Let us not lose the battle against this nasty one...
I wasn’t planning to lose! Ha! This virus won’t know what hit it!
Avast boot-time scan is running now. SAS and MBAM will follow. If that’s all completed, I’ll run the Hijackthis and report back here. Thanks guys.
You’re welcome, until then.
Resycled is targeted by Combofix along with the trigger files, I would recommend running that. Sorry to be so late in coming to this
Download ComboFix from one of these locations:
* IMPORTANT !!! Save ComboFix.exe to your Desktop
[*]Disable your AntiVirus and AntiSpyware applications, usually via a right click on the System Tray icon. They may otherwise interfere with our tools
[*]Double click on ComboFix.exe & follow the prompts.
[*]As part of it’s process, ComboFix will check to see if the Microsoft Windows Recovery Console is installed. With malware infections being as they are today, it’s strongly recommended to have this pre-installed on your machine before doing any malware removal. It will allow you to boot up into a special recovery/repair mode that will allow us to more easily help you should your computer have a problem after an attempted removal of malware.
[*]Follow the prompts to allow ComboFix to download and install the Microsoft Windows Recovery Console, and when prompted, agree to the End-User License Agreement to install the Microsoft Windows Recovery Console.
**Please note: If the Microsoft Windows Recovery Console is already installed, ComboFix will continue it’s malware removal procedures.

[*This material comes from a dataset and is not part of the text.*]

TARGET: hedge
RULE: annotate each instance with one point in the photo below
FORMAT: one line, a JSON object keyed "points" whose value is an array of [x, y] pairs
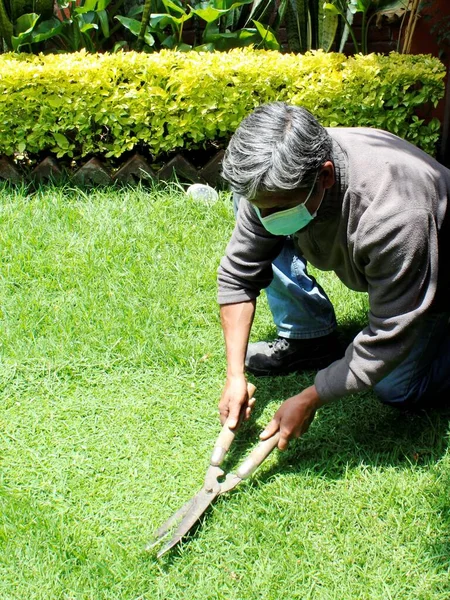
{"points": [[83, 104]]}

http://img.photobucket.com/albums/v706/ried7/RcAuto1.gif
Once the Microsoft Windows Recovery Console is installed using ComboFix, you should see the following message:
http://img.photobucket.com/albums/v706/ried7/whatnext.png
Click on Yes, to continue scanning for malware.
When finished, it shall produce a log for you. Please include the C:\ComboFix.txt in your next reply.
Better late than never thanks for the feedback on resycled and combofix.
Well this nasty little bugger has got on to my computer but it appears to be worse and I was wondering if it’s something else that someone might recognise.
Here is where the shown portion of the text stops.